Past Exhibitions > Faculty Spotlight 2022

Faculty Spotlight 2022
Faculty Spotlight 2022

Faculty Spotlight: Joseph Lawton, Casey Ruble, and David Storey
September 26 – November 5, 2022
Reception: Wednesday, October 12, 5 – 7pm

The Visual Arts Program at Fordham University is pleased to present the 2022 installment of our annual Faculty Spotlight exhibition. Each year three members from the Department of Theatre and Visual Art are asked to share a sampling of their creative production with the Fordham community. This year brings together work by Joseph Lawton, Casey Ruble, and David Storey.

Joseph Lawton contributes a series of black-and-white photographs of the New York State fair in Syracuse, the oldest state fair in the nation. Drawing over a million visitors during its roughly two-week run in late August and early September, the fair marks the last hurrah of summer and the start of fall for residents of Central New York. Lawton attended the fair with his family as a child, worked at one of its food concessions as a teenager, and has gone back to photograph it since the early 1980s. “Over the past forty years, regardless of where I might be, I return to Syracuse and try to go as many days as circumstances allow,” Lawton says. “The photographs here are a small selection printed this summer from a growing archive.”

Casey Ruble offers an artist book and selection of ink-on-paper paintings from her series Red Summer: A look at, and away from, America’s deadliest year of interracial violence through a re-rendering of the forty-seven portraits from that year in the collection of the Smithsonian’s National Portrait Gallery. Supported by a Smithsonian Artist Research Fellowship, this series re-renders every object in the collection of the National Portrait Gallery from the year 1919—the deadliest year of white-on-Black violence in U.S. history and, coincidentally, the year planning began on the museum—but with the sitter redacted, leaving only a ghostly outline. The National Portrait Gallery’s mission has been to display portraits of people who have made “significant contributions to the history, development, and culture of the people of the United States,” yet all of the subjects in the museum’s works from 1919 are white. By erasing those subjects and focusing instead on their surroundings, Red Summer implicitly asks: Whom have we been missing?
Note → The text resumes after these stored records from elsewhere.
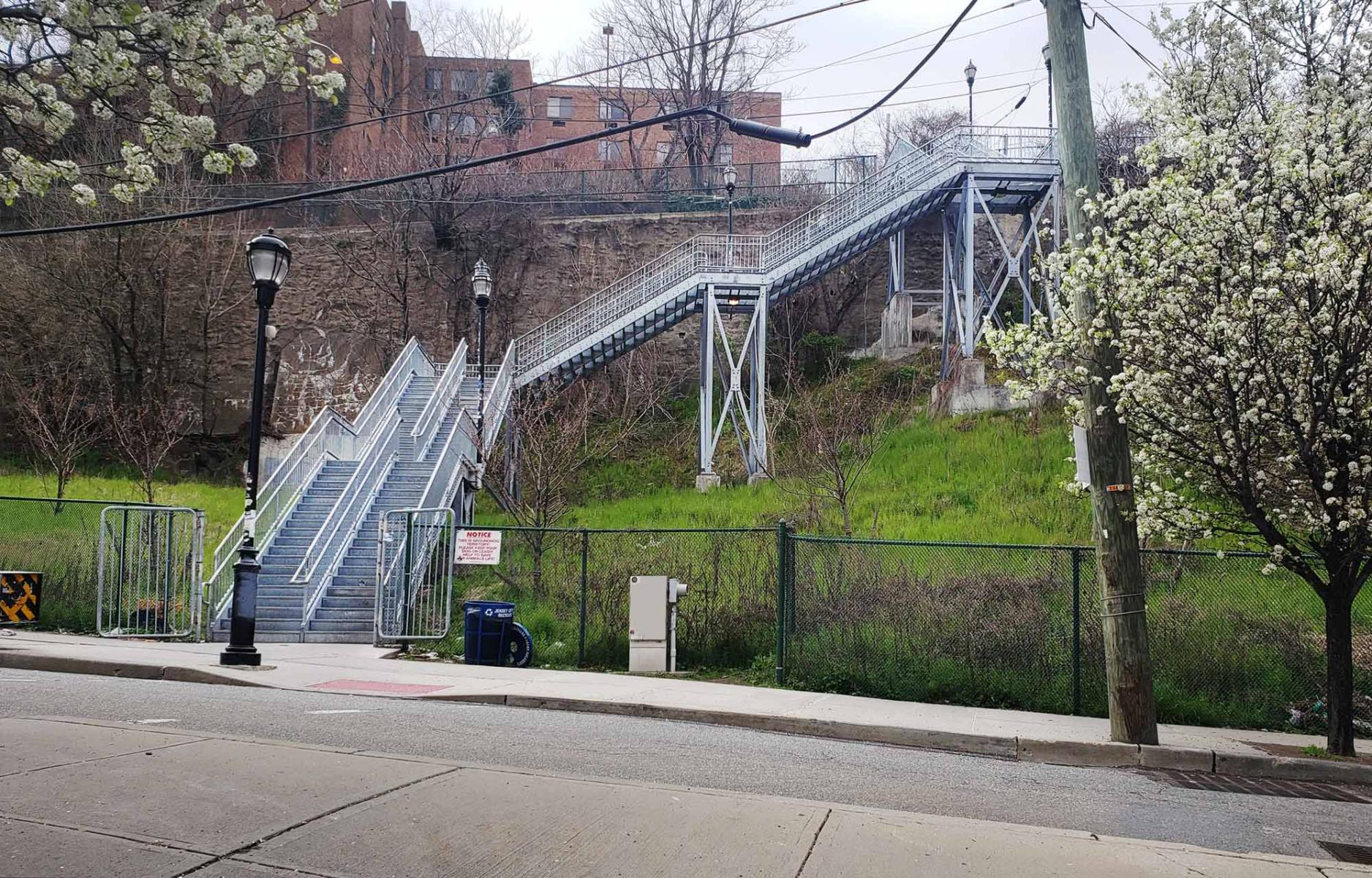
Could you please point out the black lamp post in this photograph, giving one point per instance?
(482, 291)
(730, 184)
(1047, 64)
(970, 72)
(269, 260)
Since moving to New York from California many years ago, David Storey has made paintings that live on the wildly permeable boundaries of image and abstraction. He arrived in New York with a love of picture making, anecdote, and exuberant color, which were key elements of the Bay Area regionalism that shaped his work as a young painter. He continues to make abstract configurations that function as unique images while simultaneously presenting a non-literal and compelling theater of paint, color, and space. “Painting is the proper forum for the implication of an entire world,” Storey says. “These worlds can offer an endless, timeless vista seeming to have solid boundaries but presenting none. My paintings completely occupy a regenerated ‘present’ with every viewing.”

From abstract painting to street photography, experimental film to community-engaged projects, installation to institutional critique, design of the built environment to design of the page, Fordham’s Visual Arts faculty produce work in the wide range of creative practices and approaches that continue to make New York City one of the most vibrant art centers in the world—and Fordham an ideal place to study it.